Quanto à proposta de aumento real do salário mínimo, Chamma afirma que essa preocupação deve ser permanente porque é necessário e justo que o trabalhador seja dignamente remunerado. Na opinião do vice-presidente da Fecomércio, a ideia é boa e vai refletir em uma melhor condição do empregado e também no comércio, já que, com mais dinheiro, as pessoas compram mais. Ele ainda disse que agora Lula é um homem "com mais vivência" e está "mais capacitado" para evitar os erros cometidos por administrações passadas.

Investimentos

O cenário para quem é investidor deve ser instável no próximo ano, não só pela atual situação política e econômica do Brasil, mas pelo panorama internacional, com alta de juros e inflação elevada. O assessor de investimentos Idean Alves diz que a expectativa do Comitê de Política Monetária (Copom) do Banco Central é de reduzir a Selic, taxa básica de juros do Brasil, a partir do ano que vem, se a inflação cair. Caso continue em alta, a tendência é manter a mesma taxa, hoje fixada em 13,75%.

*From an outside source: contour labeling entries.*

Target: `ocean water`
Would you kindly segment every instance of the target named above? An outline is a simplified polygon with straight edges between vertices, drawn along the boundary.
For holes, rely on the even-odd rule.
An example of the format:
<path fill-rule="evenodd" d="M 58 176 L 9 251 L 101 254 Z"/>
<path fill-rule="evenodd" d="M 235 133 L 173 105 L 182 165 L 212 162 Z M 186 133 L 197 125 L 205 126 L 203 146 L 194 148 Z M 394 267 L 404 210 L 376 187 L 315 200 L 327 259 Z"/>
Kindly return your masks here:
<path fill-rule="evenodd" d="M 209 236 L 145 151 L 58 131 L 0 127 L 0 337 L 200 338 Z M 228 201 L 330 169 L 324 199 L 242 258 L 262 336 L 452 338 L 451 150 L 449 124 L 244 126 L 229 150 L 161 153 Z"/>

Segundo ele, o cenário é "muito bom" para quem investe em renda fixa, já que consegue ganhar mais, e quando se fala em aplicações que pagam 100% do CDI (sigla para Comprovante de Depósito Interbancário, uma taxa que segue a Selic de perto). "O mercado já entende que, em algum momento, essa queda vai ter que acontecer. Então, já tem essa expectativa e o mercado está preparado para reposicionar os investimentos", afirma. Para o ano que vem, as aplicações em renda fixa devem continuar em alta, tanto pré-fixadas como pós-fixadas.

Já para a Bolsa de Valores acaba não sendo tão positivo, segundo Idean. "Temos as empresas exportadoras, que podem se beneficiar com o dólar elevado, na faixa de R$ 5,3 e podendo subir um pouco mais. Da mesma forma, vai ser interessante para as empresas que se beneficiam do consumo em alta, como as varejistas e os próprios bancos, com o aumento do crédito, bem como a construção civil. Esse setor, provavelmente, deve ser incentivado", adianta o especialista.